Dans l'Indice de l'État de droit 2024 du World Justice Project (WJP), la Turquie occupe la 117e place sur 142 pays, se situant ainsi à un rang mondial bas. Le Danemark occupe la première place de l'indice, ce qui met en évidence l'écart significatif entre la Turquie et les pays ayant obtenu les scores les plus élevés. Le fait que la Turquie se classe au dernier rang dans la région Europe de l'Est et Asie centrale montre également qu'elle est très en retard par rapport à la performance régionale .

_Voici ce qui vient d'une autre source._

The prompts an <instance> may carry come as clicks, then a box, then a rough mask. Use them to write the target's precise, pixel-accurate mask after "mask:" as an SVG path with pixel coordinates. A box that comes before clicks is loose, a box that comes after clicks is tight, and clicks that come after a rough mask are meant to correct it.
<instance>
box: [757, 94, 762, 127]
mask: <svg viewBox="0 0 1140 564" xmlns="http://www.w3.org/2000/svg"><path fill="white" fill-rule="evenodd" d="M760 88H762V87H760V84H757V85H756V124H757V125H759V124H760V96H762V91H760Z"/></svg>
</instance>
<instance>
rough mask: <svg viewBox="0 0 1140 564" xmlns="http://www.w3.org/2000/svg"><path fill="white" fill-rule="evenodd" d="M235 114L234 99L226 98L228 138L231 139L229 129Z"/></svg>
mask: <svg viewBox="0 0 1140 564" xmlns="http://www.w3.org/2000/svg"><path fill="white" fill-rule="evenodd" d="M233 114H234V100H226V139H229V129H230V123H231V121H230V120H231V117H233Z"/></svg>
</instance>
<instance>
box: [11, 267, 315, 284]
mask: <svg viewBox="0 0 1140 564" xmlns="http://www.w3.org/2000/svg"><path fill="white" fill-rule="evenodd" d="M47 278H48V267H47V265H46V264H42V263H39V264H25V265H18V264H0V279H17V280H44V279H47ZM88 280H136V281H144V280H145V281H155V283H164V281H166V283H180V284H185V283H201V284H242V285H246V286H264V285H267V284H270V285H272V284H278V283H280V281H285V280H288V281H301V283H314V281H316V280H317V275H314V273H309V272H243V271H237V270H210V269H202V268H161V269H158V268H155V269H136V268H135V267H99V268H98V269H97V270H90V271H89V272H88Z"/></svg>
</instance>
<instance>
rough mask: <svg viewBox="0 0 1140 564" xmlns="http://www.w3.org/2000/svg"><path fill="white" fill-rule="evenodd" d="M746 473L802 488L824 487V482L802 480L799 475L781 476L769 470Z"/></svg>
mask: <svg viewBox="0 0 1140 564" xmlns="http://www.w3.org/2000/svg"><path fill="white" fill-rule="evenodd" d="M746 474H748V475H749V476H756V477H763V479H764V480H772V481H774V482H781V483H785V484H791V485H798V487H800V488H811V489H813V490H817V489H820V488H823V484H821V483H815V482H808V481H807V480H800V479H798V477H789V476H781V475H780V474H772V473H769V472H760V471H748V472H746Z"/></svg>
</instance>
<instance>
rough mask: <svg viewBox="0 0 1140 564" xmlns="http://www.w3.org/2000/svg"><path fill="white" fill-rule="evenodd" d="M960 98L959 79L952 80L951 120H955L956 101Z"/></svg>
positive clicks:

Derrière le faible classement de la Turquie se cachent des problèmes liés à divers facteurs affectant l'État de droit. Par exemple, les faibles performances dans des sous-facteurs tels que les « Droits fondamentaux » (133e place), l'« Absence de corruption » (78e place) et les « Contraintes aux pouvoirs gouvernementaux » (135e place) reflètent le manque d'indépendance judiciaire dans le pays et les problèmes rencontrés dans la protection des droits fondamentaux. Les droits fondamentaux, l'un des domaines où la Turquie obtient les scores les plus bas, sont associés à des restrictions sur des questions telles que la liberté d'expression et le droit de réunion. Par ailleurs, bien que l'indicateur de corruption en Turquie ait montré quelques améliorations récemment, ces développements n'ont pas suffi à améliorer la situation globale .
Dans un contexte mondial, la performance de la Turquie peut être considérée comme faisant partie d'une tendance observée dans le monde entier depuis 2016, qualifiée de « recul de l'État de droit ». La montée des tendances autoritaires et l'affaiblissement des systèmes judiciaires dans de nombreux pays après 2016 apparaissent comme un problème mondial qui affecte également la Turquie. Au cours de ce processus de recul, des évolutions négatives ont été observées en Turquie, comme dans le reste du monde, dans des domaines tels que les droits fondamentaux et la limitation des pouvoirs de l'État. Cependant, bien que cette tendance au recul montre des signes de ralentissement à l'échelle mondiale, ce n'est pas le cas pour la Turquie .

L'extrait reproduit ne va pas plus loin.